Federal Government Designates September 30 as Public Holiday for National Day for Truth and Reconciliation
Date: June 11, 2021
On June 3, 2021, Bill C-5, An Act to amend the Bills of Exchange Act, the Interpretation Act and the Canada Labour Code (National Day for Truth and Reconciliation), received Royal Assent. It officially designates September 30 of each year as National Day for Truth and Reconciliation. This marks a new public holiday under the Canada Labour Code (Code).

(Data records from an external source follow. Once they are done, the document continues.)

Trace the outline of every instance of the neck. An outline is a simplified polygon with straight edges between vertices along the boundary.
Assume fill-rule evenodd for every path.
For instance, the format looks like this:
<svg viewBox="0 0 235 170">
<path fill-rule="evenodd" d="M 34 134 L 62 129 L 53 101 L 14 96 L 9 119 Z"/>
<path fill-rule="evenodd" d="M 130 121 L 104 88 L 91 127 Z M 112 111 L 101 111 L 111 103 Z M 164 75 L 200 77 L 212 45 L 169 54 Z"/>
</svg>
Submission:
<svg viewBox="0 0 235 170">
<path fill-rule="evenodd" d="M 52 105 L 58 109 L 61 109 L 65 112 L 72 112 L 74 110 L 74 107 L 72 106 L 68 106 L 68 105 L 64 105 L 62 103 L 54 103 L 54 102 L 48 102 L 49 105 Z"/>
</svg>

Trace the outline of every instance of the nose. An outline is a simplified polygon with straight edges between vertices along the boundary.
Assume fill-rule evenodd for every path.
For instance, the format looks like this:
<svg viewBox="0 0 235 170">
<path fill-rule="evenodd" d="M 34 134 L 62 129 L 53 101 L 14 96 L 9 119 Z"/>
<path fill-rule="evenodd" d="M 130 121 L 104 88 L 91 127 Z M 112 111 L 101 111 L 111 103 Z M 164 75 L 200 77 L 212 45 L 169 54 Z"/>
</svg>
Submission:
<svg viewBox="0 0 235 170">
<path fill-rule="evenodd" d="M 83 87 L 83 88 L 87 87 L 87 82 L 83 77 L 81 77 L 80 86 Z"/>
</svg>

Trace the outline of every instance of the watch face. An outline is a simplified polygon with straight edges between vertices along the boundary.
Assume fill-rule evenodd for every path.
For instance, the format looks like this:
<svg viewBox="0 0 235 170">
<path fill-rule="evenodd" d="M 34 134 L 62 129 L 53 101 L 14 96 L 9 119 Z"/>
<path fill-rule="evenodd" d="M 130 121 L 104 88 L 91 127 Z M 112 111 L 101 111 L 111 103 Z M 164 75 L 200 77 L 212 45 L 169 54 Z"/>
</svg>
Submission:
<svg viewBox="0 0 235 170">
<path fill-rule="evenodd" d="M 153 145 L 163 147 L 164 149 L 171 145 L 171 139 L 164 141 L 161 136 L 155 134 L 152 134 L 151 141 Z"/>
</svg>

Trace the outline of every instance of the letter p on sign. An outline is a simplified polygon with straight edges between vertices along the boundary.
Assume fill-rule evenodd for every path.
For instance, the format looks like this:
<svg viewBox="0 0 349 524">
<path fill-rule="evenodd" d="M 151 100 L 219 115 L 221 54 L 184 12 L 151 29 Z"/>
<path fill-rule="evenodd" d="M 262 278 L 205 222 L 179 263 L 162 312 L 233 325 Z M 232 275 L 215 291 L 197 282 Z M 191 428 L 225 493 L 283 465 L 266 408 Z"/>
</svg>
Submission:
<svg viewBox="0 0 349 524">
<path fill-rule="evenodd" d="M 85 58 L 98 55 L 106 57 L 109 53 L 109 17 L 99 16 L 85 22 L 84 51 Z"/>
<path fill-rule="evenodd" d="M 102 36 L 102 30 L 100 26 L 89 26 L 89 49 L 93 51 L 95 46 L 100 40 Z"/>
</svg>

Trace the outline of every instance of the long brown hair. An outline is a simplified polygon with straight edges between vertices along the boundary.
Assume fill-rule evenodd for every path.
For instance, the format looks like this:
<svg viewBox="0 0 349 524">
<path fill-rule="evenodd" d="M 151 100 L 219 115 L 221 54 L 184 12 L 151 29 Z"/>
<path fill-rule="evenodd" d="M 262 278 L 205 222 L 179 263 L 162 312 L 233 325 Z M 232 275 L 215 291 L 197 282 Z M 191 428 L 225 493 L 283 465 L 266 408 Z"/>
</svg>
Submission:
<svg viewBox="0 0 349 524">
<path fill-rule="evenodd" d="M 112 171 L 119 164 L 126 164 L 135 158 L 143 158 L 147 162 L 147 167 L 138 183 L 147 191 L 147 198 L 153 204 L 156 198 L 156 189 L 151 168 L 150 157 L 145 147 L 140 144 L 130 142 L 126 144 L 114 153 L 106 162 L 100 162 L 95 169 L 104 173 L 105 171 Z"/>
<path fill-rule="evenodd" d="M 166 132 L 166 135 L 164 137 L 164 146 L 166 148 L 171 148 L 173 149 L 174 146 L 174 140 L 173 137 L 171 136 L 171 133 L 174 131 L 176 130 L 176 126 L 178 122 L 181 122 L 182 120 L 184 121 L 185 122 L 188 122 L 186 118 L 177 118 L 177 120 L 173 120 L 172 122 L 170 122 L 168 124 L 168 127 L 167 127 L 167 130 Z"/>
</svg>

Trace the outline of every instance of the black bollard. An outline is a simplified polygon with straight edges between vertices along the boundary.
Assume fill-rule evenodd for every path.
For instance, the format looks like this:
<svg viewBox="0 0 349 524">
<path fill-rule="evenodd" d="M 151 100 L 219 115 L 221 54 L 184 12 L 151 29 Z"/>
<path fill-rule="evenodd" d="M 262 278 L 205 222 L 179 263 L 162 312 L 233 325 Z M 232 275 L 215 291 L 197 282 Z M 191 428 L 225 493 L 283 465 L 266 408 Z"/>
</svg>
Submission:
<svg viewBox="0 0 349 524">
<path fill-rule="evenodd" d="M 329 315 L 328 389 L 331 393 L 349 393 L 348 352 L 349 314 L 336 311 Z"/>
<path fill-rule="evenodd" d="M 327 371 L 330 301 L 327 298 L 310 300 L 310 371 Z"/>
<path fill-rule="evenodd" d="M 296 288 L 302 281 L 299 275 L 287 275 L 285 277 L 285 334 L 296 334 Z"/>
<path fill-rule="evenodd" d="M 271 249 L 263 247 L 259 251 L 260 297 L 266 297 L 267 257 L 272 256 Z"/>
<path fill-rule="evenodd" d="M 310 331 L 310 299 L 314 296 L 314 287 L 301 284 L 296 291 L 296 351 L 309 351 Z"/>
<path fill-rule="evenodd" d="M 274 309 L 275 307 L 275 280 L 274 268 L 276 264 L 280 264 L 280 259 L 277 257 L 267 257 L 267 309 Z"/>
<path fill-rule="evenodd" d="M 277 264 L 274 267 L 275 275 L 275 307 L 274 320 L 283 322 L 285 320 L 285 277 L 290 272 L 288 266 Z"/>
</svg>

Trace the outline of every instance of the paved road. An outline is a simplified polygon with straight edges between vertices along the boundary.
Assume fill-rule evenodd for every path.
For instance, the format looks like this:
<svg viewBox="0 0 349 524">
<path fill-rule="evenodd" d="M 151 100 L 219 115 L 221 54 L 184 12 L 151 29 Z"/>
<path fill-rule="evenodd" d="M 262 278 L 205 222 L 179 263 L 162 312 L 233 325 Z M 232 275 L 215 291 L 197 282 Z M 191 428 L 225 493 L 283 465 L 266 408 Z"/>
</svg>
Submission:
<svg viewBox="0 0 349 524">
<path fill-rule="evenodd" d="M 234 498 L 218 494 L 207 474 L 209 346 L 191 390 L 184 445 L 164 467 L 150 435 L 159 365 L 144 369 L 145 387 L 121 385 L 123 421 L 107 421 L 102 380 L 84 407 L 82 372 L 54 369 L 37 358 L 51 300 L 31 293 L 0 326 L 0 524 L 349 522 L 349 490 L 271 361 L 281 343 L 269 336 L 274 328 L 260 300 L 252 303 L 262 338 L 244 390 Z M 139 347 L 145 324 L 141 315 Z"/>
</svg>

Traditionally September 30 of each year has been commemorated as Orange Shirt Day. National Day for Truth and Reconciliation seeks to honour First Nations, Inuit and Métis survivors, their families and communities, and to ensure that public commemoration of their history and the legacy of residential schools remains a vital component of the reconciliation process. The Bill comes into force on August 3, 2021, meaning that the new holiday will first occur this Fall, on September 30, 2021.
A number of other statutes will also be amended to enact this change, including the Interpretation Act and the Bills of Exchange Act. Most importantly for employers, the definition of “general holiday” in the Code will be amended to include the new National Day for Truth and Reconciliation. In addition, this new holiday is included in the special rule under the Code that applies to a limited number of general holidays when they fall on a non-working Saturday or Sunday (the rule requiring employees to be given the day immediately preceding or following as the general holiday). As a result of this change, there will now be 10 general holidays under the Code.
This new holiday only applies to federally regulated employers which are subject to the Code. As such, this new holiday does not apply to provincially regulated employers unless a provincial legislature makes similar amendments to provincial employment standards legislation.